Diet: An increased risk of stomach cancer is seen in people with diets that have large amounts of smoked foods, salted fish and meat, and pickled vegetables. Nitrates and nitrites are substances commonly found in cured meats. They can be converted by certain bacteria, such as H pylori, into compounds that have been shown to cause stomach cancer in lab animals.
Tobacco use: Smoking increases stomach cancer risk, particularly for cancers of the upper portion of the stomach near the esophagus. The rate of stomach cancer is about doubled in smokers.
Being overweight or obese: Being overweight or obese is a possible cause of cancers of the cardia (the upper part of the stomach nearest the esophagus), but the strength of this link is not yet clear.
Previous stomach surgery: Stomach cancers are more likely to develop in people who have had part of their stomach removed to treat non-cancerous diseases such as ulcers. This might be because the stomach makes less acid, which allows more nitrite-producing bacteria to be present. Reflux (backup) of bile from the small intestine into the stomach after surgery might also add to the increased risk. These cancers typically develop many years after the surgery.
Type A blood: Blood type groups refer to certain substances that are normally present on the surface of red blood cells and some other types of cells.
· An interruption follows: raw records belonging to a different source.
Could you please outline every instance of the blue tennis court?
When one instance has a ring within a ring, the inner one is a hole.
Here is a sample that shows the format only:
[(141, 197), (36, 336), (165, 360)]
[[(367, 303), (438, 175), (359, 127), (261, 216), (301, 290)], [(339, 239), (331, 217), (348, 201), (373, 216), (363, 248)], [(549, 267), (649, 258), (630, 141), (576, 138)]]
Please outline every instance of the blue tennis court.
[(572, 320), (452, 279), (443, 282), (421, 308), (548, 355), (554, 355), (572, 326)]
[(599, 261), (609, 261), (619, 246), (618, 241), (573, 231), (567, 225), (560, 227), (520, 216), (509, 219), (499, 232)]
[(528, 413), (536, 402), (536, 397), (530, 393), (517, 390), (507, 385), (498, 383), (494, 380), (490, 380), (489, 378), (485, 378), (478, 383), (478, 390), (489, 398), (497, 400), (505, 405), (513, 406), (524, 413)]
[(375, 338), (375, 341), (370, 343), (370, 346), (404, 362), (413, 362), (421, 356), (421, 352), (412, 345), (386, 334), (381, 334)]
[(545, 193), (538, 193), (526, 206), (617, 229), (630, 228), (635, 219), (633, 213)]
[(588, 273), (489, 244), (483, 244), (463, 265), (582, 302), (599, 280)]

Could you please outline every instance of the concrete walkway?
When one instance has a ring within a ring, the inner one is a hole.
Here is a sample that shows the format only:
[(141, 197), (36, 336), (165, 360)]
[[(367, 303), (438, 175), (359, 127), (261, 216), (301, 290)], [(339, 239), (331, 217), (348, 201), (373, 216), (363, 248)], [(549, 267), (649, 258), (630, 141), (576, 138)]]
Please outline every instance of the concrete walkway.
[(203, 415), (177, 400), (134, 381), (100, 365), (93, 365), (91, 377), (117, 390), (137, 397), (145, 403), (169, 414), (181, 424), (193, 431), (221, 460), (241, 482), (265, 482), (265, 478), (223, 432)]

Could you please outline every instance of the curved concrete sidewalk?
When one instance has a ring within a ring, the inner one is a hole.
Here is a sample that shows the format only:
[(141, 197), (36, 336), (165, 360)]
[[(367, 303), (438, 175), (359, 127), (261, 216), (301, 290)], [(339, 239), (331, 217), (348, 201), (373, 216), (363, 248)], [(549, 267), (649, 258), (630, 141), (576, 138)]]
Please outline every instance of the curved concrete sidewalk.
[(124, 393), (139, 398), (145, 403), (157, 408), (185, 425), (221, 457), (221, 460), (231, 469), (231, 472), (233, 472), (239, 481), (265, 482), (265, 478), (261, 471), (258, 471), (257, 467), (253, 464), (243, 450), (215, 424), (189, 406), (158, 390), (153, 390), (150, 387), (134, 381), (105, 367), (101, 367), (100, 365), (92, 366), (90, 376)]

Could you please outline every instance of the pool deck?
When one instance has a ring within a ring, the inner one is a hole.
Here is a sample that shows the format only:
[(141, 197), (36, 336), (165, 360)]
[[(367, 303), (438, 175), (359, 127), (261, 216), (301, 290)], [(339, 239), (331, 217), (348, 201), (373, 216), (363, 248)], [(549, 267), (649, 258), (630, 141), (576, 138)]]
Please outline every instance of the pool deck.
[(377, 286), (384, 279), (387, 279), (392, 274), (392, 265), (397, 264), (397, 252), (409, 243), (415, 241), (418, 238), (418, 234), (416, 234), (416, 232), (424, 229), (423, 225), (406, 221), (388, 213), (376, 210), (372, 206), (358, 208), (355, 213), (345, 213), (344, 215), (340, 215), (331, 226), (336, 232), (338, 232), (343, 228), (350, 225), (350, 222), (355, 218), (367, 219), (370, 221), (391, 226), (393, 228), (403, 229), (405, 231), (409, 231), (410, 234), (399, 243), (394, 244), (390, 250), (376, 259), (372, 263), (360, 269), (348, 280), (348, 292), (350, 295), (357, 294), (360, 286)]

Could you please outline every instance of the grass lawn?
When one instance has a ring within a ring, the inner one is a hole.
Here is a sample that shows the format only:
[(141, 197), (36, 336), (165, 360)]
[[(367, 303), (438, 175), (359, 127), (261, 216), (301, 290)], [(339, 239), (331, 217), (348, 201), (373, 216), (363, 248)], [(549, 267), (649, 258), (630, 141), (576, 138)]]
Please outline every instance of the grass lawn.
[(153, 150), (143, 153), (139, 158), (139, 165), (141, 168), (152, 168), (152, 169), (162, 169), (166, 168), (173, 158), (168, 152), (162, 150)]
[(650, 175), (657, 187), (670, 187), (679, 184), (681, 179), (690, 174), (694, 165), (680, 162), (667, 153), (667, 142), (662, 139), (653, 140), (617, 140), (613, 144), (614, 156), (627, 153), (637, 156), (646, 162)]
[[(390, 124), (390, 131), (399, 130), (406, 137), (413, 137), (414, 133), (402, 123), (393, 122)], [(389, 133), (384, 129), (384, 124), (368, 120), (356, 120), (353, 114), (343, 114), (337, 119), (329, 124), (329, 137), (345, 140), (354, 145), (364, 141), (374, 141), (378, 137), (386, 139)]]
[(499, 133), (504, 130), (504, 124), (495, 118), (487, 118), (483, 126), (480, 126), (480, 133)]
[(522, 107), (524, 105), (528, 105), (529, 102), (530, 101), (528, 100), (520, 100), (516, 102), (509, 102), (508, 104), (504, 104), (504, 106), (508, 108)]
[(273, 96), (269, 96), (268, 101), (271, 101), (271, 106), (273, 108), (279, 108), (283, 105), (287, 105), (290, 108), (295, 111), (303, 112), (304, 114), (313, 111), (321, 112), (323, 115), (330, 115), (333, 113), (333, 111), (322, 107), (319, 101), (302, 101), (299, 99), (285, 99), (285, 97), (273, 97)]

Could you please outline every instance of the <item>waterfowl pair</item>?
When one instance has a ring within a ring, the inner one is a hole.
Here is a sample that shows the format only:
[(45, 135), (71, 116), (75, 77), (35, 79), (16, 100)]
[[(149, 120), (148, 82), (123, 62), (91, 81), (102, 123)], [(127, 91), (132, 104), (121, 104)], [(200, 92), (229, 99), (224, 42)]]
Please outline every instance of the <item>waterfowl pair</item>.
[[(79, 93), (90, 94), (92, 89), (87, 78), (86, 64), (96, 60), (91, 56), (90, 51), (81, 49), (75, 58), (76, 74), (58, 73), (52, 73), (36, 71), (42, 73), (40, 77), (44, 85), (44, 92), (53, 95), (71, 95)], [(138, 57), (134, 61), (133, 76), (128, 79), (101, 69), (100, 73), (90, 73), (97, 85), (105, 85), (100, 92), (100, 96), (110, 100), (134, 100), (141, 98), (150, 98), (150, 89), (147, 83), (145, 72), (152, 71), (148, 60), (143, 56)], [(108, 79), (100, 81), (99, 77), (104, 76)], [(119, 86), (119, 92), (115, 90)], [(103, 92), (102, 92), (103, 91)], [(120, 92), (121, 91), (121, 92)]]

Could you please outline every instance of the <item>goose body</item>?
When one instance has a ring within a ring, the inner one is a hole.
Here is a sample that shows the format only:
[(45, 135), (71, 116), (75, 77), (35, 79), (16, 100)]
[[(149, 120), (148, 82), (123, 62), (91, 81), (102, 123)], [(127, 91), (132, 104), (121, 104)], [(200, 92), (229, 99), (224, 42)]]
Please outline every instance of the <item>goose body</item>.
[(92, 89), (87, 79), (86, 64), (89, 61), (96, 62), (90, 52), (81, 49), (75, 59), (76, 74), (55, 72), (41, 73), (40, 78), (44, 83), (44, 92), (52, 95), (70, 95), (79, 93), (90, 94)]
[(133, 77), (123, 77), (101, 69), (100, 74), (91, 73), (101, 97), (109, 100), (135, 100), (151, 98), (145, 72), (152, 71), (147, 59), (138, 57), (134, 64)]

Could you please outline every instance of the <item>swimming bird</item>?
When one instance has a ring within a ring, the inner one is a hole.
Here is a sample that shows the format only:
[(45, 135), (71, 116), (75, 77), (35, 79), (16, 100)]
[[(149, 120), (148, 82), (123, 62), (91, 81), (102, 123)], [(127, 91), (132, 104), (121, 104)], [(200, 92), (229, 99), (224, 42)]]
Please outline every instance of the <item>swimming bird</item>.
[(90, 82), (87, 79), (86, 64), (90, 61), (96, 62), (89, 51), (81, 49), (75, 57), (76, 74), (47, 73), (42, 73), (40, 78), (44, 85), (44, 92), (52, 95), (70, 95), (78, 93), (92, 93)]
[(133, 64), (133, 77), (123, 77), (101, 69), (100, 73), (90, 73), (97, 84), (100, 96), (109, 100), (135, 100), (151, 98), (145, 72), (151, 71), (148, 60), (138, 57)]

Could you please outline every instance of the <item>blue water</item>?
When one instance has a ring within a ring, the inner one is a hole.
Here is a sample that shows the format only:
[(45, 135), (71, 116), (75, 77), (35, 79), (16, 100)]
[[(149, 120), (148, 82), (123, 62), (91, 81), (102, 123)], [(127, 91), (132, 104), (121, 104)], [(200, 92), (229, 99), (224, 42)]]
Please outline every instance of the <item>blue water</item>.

These groups are important in matching blood for transfusions. For unknown reasons, people with type A blood have a higher risk of getting stomach cancer.A family history of stomach cancer: People with first-degree relatives (parents, siblings, or children) who have had stomach cancer are more likely to develop this disease.
Some types of stomach polyps: Polyps are non-cancerous growths on the lining of the stomach. Most types of polyps (such as hyperplastic polyps or inflammatory polyps) do not seem to increase a person’s risk of stomach cancer, but adenomatous polyps – also called adenomas – can sometimes develop into cancer.
It’s not clear what causes gastroesophageal junction or stomach cancer, so there’s no way to prevent it. But you can take steps to reduce your risk of gastroesophageal junction cancer and stomach cancer by making small changes to your everyday life. For instance, try to:
Exercise. Regular exercise is associated with a reduced risk of stomach cancer. Try to fit physical activity into your day most days of the week.
Eat more fruits and vegetables. Try to incorporate more fruits and vegetables into your diet each day. Choose a wide variety of colorful fruits and vegetables.Reduce the amount of salty and smoked foods you eat. Protect your stomach by limiting these foods.
Stop smoking. If you smoke, quit. If you don’t smoke, don’t start. Smoking increases your risk of stomach cancer, as well as many other types of cancer. Quitting smoking can be very difficult, so ask your doctor for help.
Ask your doctor about your risk of gastroesophageal junction or stomach cancer. Talk with your doctor if you have an increased risk of gastroesophageal junction cancer or stomach cancer. Together you may consider periodic endoscopy to look for signs of stomach cancer.